Three days after President Biden and Vice President Harris were in Atlanta to meet with Asian American community leaders on the killing of eight people, six of them women of Asian descent, they may have to make another trip to Boulder, Colorado.
Sen. Dick Durbin, chair of the Senate Judiciary Committee, was putting the finishing touches on his hearing on gun violence on Monday night when the 10 people were killed in Boulder.
“We face a pandemic of coronavirus,” he said. “We have another epidemic in America called guns.” He then cited what clearly underscores his concern: 29 mass killings in the U.S. in recent weeks, and over the weekend in Chicago, 20 people were shot, four of them dead.
Meanwhile, too many Republican lawmakers turn a deaf ear and blind eye to the tragedies save for pointing the blame at Black and Brown people.
Earlier this month, the House passed two gun bills.
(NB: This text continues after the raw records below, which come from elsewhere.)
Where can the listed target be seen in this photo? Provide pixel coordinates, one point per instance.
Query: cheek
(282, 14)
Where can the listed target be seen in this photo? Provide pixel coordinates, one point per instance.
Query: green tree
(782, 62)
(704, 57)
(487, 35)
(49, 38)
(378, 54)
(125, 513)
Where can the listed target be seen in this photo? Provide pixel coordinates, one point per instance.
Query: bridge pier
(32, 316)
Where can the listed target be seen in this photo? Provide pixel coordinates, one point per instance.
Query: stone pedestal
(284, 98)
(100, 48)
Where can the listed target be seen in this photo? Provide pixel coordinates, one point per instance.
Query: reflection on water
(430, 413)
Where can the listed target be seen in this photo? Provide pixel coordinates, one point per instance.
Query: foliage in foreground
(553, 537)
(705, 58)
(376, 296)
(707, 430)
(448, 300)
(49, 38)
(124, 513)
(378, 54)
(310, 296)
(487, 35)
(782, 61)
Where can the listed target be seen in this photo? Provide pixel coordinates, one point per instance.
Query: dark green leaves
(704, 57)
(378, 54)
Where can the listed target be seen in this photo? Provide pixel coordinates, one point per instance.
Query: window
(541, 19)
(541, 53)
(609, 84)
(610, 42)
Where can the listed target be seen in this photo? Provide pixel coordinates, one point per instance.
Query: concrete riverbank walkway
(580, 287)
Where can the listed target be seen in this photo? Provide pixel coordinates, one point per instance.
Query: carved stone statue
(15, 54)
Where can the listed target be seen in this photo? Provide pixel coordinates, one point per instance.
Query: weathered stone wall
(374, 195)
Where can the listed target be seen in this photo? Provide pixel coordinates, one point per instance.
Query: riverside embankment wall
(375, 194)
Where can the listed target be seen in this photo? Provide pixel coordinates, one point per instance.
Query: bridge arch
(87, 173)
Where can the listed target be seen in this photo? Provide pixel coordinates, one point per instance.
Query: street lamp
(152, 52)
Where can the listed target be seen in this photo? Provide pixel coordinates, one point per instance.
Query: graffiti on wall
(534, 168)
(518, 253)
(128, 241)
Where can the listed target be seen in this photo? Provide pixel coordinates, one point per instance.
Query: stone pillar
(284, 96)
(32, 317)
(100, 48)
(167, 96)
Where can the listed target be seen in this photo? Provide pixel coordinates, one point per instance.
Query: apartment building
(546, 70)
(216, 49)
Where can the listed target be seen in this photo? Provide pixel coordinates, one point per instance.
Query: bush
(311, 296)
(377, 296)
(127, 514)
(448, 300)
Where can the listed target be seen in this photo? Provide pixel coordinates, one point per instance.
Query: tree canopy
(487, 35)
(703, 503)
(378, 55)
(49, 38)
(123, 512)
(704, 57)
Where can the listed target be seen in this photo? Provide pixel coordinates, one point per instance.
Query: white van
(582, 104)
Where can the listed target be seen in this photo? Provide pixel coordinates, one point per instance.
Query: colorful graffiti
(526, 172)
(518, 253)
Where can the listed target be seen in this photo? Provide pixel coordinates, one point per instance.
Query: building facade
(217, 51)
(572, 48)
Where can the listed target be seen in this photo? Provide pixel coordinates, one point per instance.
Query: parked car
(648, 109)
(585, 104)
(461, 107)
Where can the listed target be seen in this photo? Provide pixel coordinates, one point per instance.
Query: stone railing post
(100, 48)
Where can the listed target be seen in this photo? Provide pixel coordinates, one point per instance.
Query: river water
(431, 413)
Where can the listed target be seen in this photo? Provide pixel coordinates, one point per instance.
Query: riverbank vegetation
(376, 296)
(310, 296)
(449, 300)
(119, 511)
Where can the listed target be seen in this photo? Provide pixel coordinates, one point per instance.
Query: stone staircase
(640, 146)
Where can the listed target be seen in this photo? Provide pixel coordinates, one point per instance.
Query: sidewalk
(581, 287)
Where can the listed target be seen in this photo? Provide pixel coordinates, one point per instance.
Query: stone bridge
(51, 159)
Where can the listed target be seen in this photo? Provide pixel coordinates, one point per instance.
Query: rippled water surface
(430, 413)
One will expand background checks on gun sales and the other will allow up to 10 days for the background checks.
None of these measures will satisfy gun owners and their lust to have automatic, high-powered weapons and to stand four-square behind their Second Amendment rights.
We are lucky there were not more fatalities back on Jan. 6 when the goons attacked the Capitol, and it’s hard not to see that the current spate of mass killings are related.
There is endemic violence in America’s DNA and it’s inseparable from a need to have a gun to give that anger and hatred bloody, lethal resolution.
Putting a cap on the coronavirus disease continues to be a galling challenge, and long after it’s flattened, gun violence will still be stalking the land.
No certainty has been reached on the motivations of the recent tragedies, but an unchecked disregard for human life, a simmering dislike and hatred cannot be excluded from the violent equation.
Of course, we are just as numbed and flummoxed as others by these terrible outcomes, and we can only hope that the bills and the background checks curb a bit of the gun sales to folks who cannot check their anger and hatred.
But, sadly, even as we hope and pray for a surcease of gun violence, one is already in the works, another finger is on the trigger.